At the start of the pandemic, preserving our collective humanity really was the guiding force of policy making by Australian governments. That impulse set Australia apart from some countries we routinely compare ourselves against.
But the big question of the current phase of the pandemic is this: does safeguarding our social capital remain the most important objective, or are we flagging in the fatigue of a pandemic without an endpoint?
Let’s just take just one example that Morrison has complete control over. If concern about losing our humanity was really the test for decision making, I very much doubt that we would be cutting income support at the end of this month for people who have next to no chance of finding a job until the economy picks up.
More than one million Australians are currently unemployed. Victoria will crawl out of lockdown, not sprint.

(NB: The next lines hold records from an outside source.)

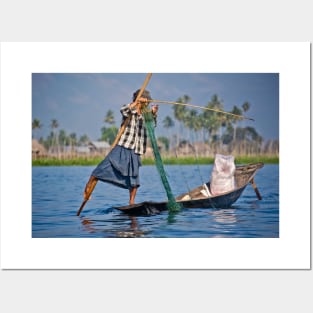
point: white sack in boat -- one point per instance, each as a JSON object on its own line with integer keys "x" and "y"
{"x": 222, "y": 177}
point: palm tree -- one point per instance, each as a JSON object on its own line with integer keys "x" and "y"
{"x": 236, "y": 111}
{"x": 245, "y": 107}
{"x": 54, "y": 125}
{"x": 36, "y": 124}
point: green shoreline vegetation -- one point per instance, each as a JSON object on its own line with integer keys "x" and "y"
{"x": 81, "y": 161}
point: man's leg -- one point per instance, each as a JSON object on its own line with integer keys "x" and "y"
{"x": 90, "y": 186}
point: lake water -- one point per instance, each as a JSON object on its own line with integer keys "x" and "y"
{"x": 57, "y": 193}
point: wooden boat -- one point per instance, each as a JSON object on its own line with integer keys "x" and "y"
{"x": 197, "y": 198}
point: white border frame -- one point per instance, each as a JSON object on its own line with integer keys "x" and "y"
{"x": 290, "y": 251}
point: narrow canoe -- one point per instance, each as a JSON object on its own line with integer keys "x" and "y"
{"x": 197, "y": 198}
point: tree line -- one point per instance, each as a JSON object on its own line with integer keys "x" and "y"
{"x": 222, "y": 133}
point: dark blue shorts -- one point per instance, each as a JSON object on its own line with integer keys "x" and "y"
{"x": 120, "y": 167}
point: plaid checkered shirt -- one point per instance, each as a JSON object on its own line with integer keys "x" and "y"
{"x": 135, "y": 135}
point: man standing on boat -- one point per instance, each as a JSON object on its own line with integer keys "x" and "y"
{"x": 121, "y": 166}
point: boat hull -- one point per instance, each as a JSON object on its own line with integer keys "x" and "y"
{"x": 244, "y": 175}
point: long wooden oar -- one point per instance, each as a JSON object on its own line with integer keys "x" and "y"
{"x": 93, "y": 180}
{"x": 256, "y": 189}
{"x": 201, "y": 107}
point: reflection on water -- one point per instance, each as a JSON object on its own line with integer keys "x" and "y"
{"x": 57, "y": 194}
{"x": 224, "y": 216}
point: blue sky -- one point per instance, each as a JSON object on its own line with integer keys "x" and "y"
{"x": 79, "y": 102}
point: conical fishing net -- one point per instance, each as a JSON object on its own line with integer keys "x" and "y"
{"x": 172, "y": 205}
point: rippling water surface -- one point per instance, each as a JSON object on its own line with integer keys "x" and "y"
{"x": 57, "y": 195}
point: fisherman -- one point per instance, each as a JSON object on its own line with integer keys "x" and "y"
{"x": 121, "y": 166}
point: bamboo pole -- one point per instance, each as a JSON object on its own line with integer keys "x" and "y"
{"x": 201, "y": 107}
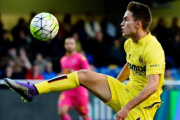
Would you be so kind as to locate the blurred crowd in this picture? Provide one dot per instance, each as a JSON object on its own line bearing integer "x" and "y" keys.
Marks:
{"x": 23, "y": 57}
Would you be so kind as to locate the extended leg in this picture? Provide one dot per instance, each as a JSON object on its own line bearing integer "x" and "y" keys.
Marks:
{"x": 95, "y": 82}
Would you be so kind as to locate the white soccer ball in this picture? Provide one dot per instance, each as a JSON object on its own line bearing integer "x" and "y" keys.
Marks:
{"x": 44, "y": 26}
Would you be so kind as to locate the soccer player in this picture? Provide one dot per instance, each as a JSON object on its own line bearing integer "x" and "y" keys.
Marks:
{"x": 140, "y": 98}
{"x": 71, "y": 62}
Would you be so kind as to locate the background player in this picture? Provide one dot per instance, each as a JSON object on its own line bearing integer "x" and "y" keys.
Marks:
{"x": 140, "y": 98}
{"x": 71, "y": 62}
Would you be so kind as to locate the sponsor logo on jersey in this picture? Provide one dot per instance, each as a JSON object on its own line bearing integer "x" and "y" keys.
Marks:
{"x": 156, "y": 65}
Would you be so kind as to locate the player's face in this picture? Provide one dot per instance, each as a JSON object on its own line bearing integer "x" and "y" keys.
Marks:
{"x": 70, "y": 45}
{"x": 128, "y": 24}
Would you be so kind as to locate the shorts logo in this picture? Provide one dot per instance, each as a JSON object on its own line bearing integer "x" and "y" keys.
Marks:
{"x": 138, "y": 118}
{"x": 140, "y": 59}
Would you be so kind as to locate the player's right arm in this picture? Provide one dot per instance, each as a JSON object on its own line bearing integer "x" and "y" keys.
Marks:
{"x": 124, "y": 74}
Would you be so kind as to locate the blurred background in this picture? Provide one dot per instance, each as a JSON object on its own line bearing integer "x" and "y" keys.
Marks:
{"x": 102, "y": 45}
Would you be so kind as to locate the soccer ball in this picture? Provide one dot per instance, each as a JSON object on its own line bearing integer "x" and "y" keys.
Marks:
{"x": 44, "y": 26}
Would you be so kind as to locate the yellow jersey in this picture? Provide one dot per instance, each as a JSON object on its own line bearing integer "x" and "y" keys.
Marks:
{"x": 144, "y": 58}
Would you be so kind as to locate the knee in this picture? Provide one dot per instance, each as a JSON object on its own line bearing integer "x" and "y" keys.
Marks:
{"x": 83, "y": 74}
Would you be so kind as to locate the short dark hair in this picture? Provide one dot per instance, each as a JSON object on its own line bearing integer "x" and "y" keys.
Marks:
{"x": 140, "y": 12}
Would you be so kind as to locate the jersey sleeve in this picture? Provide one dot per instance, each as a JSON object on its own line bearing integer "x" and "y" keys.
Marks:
{"x": 84, "y": 63}
{"x": 155, "y": 60}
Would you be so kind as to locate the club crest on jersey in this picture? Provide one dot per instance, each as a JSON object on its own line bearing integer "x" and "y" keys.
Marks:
{"x": 140, "y": 59}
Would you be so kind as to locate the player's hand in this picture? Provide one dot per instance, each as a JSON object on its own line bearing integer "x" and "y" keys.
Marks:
{"x": 122, "y": 114}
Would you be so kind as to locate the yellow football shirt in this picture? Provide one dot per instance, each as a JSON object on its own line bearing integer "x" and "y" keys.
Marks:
{"x": 144, "y": 58}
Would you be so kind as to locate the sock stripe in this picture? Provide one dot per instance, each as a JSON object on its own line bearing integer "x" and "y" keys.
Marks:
{"x": 61, "y": 77}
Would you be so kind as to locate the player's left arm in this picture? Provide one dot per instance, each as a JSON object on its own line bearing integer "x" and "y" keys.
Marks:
{"x": 154, "y": 59}
{"x": 84, "y": 63}
{"x": 149, "y": 89}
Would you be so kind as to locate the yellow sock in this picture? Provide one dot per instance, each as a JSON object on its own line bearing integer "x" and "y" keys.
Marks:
{"x": 59, "y": 83}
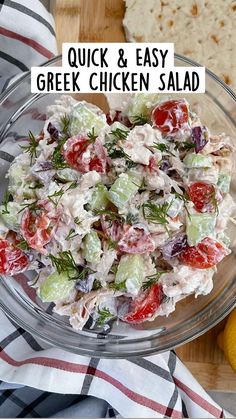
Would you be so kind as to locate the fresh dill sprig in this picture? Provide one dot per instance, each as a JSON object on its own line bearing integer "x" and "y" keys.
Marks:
{"x": 71, "y": 234}
{"x": 112, "y": 215}
{"x": 185, "y": 199}
{"x": 65, "y": 125}
{"x": 5, "y": 201}
{"x": 163, "y": 148}
{"x": 91, "y": 135}
{"x": 66, "y": 263}
{"x": 156, "y": 213}
{"x": 23, "y": 245}
{"x": 31, "y": 148}
{"x": 120, "y": 134}
{"x": 117, "y": 286}
{"x": 112, "y": 244}
{"x": 152, "y": 279}
{"x": 58, "y": 160}
{"x": 104, "y": 315}
{"x": 139, "y": 119}
{"x": 56, "y": 196}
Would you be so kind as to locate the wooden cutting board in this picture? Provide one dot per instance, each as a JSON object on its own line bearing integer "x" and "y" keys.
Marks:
{"x": 101, "y": 21}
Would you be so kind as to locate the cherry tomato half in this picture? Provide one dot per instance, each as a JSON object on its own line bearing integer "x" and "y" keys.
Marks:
{"x": 83, "y": 155}
{"x": 117, "y": 116}
{"x": 202, "y": 195}
{"x": 205, "y": 255}
{"x": 145, "y": 305}
{"x": 12, "y": 259}
{"x": 38, "y": 226}
{"x": 136, "y": 240}
{"x": 170, "y": 116}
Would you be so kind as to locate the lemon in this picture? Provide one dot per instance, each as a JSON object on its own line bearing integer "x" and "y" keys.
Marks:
{"x": 227, "y": 340}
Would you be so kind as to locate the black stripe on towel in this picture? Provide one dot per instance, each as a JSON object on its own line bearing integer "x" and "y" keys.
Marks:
{"x": 29, "y": 12}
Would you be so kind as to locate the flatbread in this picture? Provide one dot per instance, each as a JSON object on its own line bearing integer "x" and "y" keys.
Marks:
{"x": 203, "y": 30}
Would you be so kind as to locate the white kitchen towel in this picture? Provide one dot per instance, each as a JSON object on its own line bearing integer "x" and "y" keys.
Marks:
{"x": 27, "y": 37}
{"x": 155, "y": 386}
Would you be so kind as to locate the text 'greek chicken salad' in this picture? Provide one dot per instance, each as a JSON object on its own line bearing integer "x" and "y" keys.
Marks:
{"x": 121, "y": 215}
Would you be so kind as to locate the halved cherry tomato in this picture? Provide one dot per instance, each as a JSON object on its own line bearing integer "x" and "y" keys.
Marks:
{"x": 136, "y": 240}
{"x": 12, "y": 259}
{"x": 170, "y": 116}
{"x": 205, "y": 255}
{"x": 38, "y": 226}
{"x": 112, "y": 228}
{"x": 83, "y": 155}
{"x": 145, "y": 305}
{"x": 202, "y": 195}
{"x": 153, "y": 166}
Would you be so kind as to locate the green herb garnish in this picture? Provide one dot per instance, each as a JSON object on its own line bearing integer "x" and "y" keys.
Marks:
{"x": 185, "y": 199}
{"x": 104, "y": 315}
{"x": 139, "y": 119}
{"x": 112, "y": 215}
{"x": 120, "y": 134}
{"x": 163, "y": 148}
{"x": 71, "y": 234}
{"x": 117, "y": 286}
{"x": 56, "y": 196}
{"x": 5, "y": 201}
{"x": 66, "y": 263}
{"x": 91, "y": 135}
{"x": 152, "y": 279}
{"x": 156, "y": 213}
{"x": 31, "y": 148}
{"x": 58, "y": 160}
{"x": 65, "y": 125}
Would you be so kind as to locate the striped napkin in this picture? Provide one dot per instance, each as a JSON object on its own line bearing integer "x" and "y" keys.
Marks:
{"x": 27, "y": 37}
{"x": 39, "y": 380}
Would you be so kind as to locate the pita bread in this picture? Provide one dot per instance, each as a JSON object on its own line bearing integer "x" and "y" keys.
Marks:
{"x": 203, "y": 30}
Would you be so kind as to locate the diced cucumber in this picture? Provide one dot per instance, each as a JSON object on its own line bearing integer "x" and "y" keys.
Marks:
{"x": 99, "y": 198}
{"x": 131, "y": 270}
{"x": 68, "y": 175}
{"x": 224, "y": 182}
{"x": 176, "y": 205}
{"x": 199, "y": 226}
{"x": 56, "y": 287}
{"x": 194, "y": 161}
{"x": 140, "y": 105}
{"x": 224, "y": 239}
{"x": 122, "y": 190}
{"x": 17, "y": 175}
{"x": 92, "y": 248}
{"x": 84, "y": 120}
{"x": 11, "y": 219}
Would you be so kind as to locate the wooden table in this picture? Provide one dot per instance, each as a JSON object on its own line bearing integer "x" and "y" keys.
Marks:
{"x": 101, "y": 21}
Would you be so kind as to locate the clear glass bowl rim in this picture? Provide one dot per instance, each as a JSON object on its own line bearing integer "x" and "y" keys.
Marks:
{"x": 86, "y": 348}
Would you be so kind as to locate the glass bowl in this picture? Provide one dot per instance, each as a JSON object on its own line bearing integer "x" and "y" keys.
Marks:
{"x": 22, "y": 111}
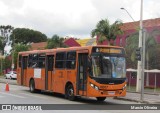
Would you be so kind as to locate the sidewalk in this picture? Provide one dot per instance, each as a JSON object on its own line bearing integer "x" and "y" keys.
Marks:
{"x": 148, "y": 98}
{"x": 3, "y": 80}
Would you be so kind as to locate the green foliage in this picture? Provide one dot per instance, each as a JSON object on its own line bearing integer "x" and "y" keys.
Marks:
{"x": 107, "y": 30}
{"x": 25, "y": 36}
{"x": 151, "y": 49}
{"x": 55, "y": 42}
{"x": 5, "y": 31}
{"x": 18, "y": 48}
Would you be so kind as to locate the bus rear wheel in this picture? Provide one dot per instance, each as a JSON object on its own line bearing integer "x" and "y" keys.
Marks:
{"x": 32, "y": 86}
{"x": 101, "y": 98}
{"x": 70, "y": 92}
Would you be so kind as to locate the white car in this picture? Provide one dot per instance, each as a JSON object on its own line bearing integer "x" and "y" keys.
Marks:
{"x": 11, "y": 75}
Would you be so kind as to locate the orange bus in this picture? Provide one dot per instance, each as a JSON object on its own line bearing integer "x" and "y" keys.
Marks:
{"x": 91, "y": 71}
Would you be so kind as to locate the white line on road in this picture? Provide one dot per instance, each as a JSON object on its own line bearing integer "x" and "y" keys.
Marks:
{"x": 11, "y": 94}
{"x": 1, "y": 96}
{"x": 33, "y": 95}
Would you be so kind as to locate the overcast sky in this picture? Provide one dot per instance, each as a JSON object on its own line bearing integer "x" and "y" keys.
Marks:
{"x": 71, "y": 17}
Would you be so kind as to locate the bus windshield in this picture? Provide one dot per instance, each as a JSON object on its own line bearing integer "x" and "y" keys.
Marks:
{"x": 108, "y": 66}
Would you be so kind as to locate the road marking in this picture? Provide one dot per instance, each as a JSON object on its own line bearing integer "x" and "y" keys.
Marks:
{"x": 33, "y": 95}
{"x": 1, "y": 96}
{"x": 11, "y": 94}
{"x": 152, "y": 99}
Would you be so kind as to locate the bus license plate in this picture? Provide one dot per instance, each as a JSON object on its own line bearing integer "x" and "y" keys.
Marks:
{"x": 111, "y": 92}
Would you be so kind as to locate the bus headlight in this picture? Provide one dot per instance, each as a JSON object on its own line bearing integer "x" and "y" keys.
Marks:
{"x": 94, "y": 86}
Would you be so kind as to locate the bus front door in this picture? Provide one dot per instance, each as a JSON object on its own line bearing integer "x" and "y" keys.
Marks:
{"x": 24, "y": 70}
{"x": 49, "y": 72}
{"x": 82, "y": 74}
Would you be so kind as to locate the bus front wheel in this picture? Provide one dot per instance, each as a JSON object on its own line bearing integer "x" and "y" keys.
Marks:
{"x": 101, "y": 98}
{"x": 70, "y": 92}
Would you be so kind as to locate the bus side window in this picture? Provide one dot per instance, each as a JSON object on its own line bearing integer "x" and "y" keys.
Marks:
{"x": 71, "y": 60}
{"x": 33, "y": 60}
{"x": 50, "y": 62}
{"x": 60, "y": 60}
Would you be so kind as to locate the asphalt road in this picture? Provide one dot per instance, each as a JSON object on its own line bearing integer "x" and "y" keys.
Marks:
{"x": 21, "y": 95}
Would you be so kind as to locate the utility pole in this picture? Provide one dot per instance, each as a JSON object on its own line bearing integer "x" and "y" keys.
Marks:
{"x": 139, "y": 66}
{"x": 13, "y": 53}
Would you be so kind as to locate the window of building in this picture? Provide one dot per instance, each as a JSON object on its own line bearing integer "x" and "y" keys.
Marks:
{"x": 71, "y": 60}
{"x": 60, "y": 60}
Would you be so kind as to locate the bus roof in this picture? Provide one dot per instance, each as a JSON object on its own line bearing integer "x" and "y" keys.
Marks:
{"x": 65, "y": 49}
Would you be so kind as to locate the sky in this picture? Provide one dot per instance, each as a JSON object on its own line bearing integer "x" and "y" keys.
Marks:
{"x": 73, "y": 18}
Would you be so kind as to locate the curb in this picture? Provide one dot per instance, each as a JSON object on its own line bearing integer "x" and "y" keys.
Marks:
{"x": 5, "y": 81}
{"x": 148, "y": 93}
{"x": 133, "y": 100}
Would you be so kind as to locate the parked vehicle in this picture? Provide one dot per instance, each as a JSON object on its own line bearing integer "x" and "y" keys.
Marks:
{"x": 11, "y": 75}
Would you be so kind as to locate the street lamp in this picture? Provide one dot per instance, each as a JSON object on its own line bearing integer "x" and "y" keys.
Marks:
{"x": 141, "y": 64}
{"x": 127, "y": 13}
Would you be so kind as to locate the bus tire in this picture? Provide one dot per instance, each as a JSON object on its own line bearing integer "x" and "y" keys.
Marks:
{"x": 70, "y": 92}
{"x": 32, "y": 86}
{"x": 101, "y": 98}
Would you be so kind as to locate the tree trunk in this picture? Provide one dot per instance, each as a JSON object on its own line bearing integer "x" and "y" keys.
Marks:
{"x": 147, "y": 77}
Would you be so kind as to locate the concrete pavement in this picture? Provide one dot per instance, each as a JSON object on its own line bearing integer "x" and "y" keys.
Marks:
{"x": 131, "y": 96}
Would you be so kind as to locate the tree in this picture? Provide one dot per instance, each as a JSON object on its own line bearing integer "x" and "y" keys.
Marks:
{"x": 151, "y": 50}
{"x": 6, "y": 31}
{"x": 25, "y": 36}
{"x": 18, "y": 48}
{"x": 106, "y": 31}
{"x": 55, "y": 42}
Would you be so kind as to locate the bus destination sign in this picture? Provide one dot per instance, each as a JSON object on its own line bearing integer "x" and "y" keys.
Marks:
{"x": 108, "y": 50}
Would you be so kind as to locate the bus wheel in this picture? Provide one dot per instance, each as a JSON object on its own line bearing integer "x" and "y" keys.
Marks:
{"x": 32, "y": 86}
{"x": 101, "y": 98}
{"x": 70, "y": 92}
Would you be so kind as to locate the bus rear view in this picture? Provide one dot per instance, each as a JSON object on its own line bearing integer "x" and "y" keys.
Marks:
{"x": 107, "y": 72}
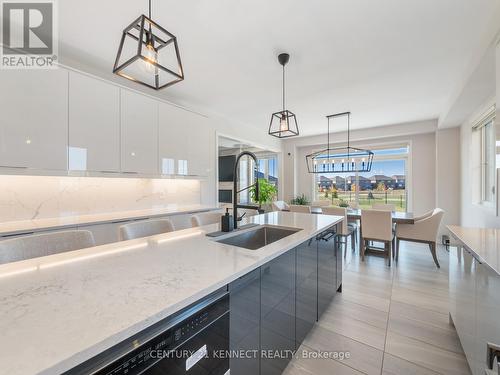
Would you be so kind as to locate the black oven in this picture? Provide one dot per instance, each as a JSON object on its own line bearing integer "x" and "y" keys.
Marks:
{"x": 194, "y": 341}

A recent survey conducted by the Australian Council of Social Service says more than a third of people receiving pandemic-boosted welfare payments say they will live on less than $14 a day when the coronavirus supplement in the jobseeker payment is cut in a few weeks. That same survey found 80% of respondents would skip meals and reduce their intake of fresh fruit and vegetables, while 47% said the income reduction would force them to ration their medicines.
Preserving our humanity doesn’t involve mouthing the right words on Sky News.
It involves having the courage of that conviction. It involves doing something.